Но я считаю, глупо радоваться всему подряд. Когда у тебя постоянно «всё прекрасно», к этому привыкаешь.
Если питаться с утра до вечера только конфетами, сладости не почувствуешь.
Что-то по-настоящему хорошее и приятное не может быть всегда и везде. Его нужно принимать скромными порциями, совсем по чуть-чуть, чтобы в полной мере понять, что же ты чувствуешь и насладиться этим ощущением.
Хорошего должно быть ровно столько, чтобы хотелось жить, а плохого… Плохого и так достаточно.

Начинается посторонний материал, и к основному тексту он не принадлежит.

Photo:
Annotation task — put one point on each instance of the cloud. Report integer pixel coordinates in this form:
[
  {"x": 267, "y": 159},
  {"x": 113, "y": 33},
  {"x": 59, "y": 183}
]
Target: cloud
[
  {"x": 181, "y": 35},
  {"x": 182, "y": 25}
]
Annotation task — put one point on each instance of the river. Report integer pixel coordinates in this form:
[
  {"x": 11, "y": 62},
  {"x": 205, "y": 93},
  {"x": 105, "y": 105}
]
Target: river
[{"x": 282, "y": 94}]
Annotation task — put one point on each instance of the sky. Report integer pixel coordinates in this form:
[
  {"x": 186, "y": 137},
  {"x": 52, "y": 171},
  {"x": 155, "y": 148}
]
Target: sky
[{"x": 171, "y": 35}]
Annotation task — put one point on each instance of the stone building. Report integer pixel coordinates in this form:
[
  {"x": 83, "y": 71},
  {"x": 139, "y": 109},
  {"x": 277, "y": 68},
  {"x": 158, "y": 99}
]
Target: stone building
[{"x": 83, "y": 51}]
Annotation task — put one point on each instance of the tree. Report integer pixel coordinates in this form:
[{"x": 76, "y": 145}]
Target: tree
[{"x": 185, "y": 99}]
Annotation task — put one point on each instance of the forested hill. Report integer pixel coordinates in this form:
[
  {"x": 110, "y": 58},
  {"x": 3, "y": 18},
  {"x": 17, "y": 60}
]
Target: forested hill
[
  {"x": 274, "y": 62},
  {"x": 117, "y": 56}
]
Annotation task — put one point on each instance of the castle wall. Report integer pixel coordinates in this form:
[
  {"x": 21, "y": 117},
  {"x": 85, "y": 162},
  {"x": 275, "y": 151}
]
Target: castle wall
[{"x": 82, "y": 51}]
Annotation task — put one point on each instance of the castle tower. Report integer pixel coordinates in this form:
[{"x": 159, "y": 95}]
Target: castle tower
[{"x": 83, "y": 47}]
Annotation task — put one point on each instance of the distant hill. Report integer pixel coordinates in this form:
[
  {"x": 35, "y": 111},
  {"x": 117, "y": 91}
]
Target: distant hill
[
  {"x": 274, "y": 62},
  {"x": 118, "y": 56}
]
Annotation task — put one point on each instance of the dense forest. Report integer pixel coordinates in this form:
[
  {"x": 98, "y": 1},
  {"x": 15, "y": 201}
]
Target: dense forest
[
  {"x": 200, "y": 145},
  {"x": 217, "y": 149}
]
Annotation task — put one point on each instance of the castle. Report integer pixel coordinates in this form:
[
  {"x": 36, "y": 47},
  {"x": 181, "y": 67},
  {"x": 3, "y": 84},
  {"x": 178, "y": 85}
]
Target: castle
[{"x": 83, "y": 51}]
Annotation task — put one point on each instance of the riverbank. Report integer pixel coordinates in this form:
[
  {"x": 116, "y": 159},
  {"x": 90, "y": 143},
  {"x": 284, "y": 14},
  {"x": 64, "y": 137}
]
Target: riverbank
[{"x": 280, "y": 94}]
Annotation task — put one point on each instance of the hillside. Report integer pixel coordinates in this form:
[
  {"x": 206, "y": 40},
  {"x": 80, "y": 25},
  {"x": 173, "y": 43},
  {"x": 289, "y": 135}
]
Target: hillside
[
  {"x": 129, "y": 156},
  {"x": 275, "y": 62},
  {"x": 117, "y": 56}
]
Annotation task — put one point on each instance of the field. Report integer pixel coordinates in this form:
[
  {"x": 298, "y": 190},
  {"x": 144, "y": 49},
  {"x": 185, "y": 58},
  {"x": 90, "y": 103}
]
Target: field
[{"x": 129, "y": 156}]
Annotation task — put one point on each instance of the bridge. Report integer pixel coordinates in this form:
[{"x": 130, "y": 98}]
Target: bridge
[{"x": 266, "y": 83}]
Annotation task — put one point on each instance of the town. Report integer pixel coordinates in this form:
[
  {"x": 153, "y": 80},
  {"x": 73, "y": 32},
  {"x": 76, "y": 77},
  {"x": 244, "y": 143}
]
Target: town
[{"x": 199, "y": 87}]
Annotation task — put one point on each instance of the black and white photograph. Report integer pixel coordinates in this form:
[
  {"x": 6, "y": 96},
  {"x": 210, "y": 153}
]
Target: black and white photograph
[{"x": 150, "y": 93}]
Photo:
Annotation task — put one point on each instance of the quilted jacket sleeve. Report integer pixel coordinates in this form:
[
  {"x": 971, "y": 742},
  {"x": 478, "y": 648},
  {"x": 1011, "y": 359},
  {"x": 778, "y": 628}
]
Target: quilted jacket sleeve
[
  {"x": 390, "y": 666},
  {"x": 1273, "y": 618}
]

Куда ни глянь.
В окно яростно долбилась муха. Она так отчаянно и призывно жужжала, что мне пришлось встать. Рассохшиеся деревянные рамы с облупившейся белой краской и паутиной сто лет никто не открывал.
Кое-как вытянула тугую верхнюю защёлку, с силой дёрнула на себя внутренние створки. Стёкла опасно задрожали. Однако наружу окно распахнулось легко, и счастливая муха исчезла среди густой зелени яблонь.
В комнате всё ожило. Взметнулись с потолка остатки пыли, затрепетали на ветру тонкие паутинки, по стенам забегали отражающиеся от стёкол солнечные зайчики.
От мысли о том, что Амелин преспокойно спит себе за стенкой, и мне больше не нужно волноваться и искать его, я, на миг почувствовав себя Петровым, улыбнулась. Всё же здорово, что мы вчера остались.
Солнце заливало дорожку и повсюду порхали бабочки.